Harriet is 11 going on 30. Her mixed-media art is a source of wonder to her younger brother, Irwin, but an unmitigated horror to the panoply of insufficiently grown-up grown-ups who surround her. She plans to run away to Algonquin Park, hole up in a cabin like Tom Thomson and paint trees; and so, to fund her escape, she runs errands for the seniors who inhabit the Shangrila, the decrepit apartment building that houses her fractured family.
Determined, resourceful, and a little reckless, Harriet tries to navigate the clueless adults around her, dumpster dives for the flotsam and jetsam that fuels her art, and attempts to fathom her complicated feelings for Irwin, who suffers from hydrocephalus. On the other hand, Irwin’s love for Harriet is not conflicted at all. She’s his compass. But Irwin himself must untangle the web of the human heart.
Masterful and piercingly funny, Strube is at the top of her considerable form in this deliciously subversive story of love and revelation.

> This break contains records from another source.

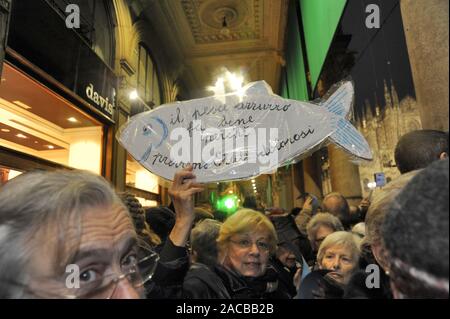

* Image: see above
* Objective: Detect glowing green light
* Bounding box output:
[216,195,239,214]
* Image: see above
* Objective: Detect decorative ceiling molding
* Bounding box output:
[181,0,264,44]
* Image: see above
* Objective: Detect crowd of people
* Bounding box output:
[0,130,449,299]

Cordelia Strube is an accomplished playwright and the author of nine critically acclaimed novels, including Teaching Pigs to Sing, Lemon, and On the Shores of Darkness, There Is Light. Winner of the CBC literary competition and a Toronto Arts Foundation Award, she has been nominated for the Governor General’s Award, the Trillium Book Award, the W.H. Smith/Books in Canada First Novel Award, and the Prix Italia, and longlisted for the Scotiabank Giller Prize. A two-time finalist for ACTRA’s Nellie Award celebrating excellence in Canadian broadcasting, she is also a three-time nominee for the ReLit Award.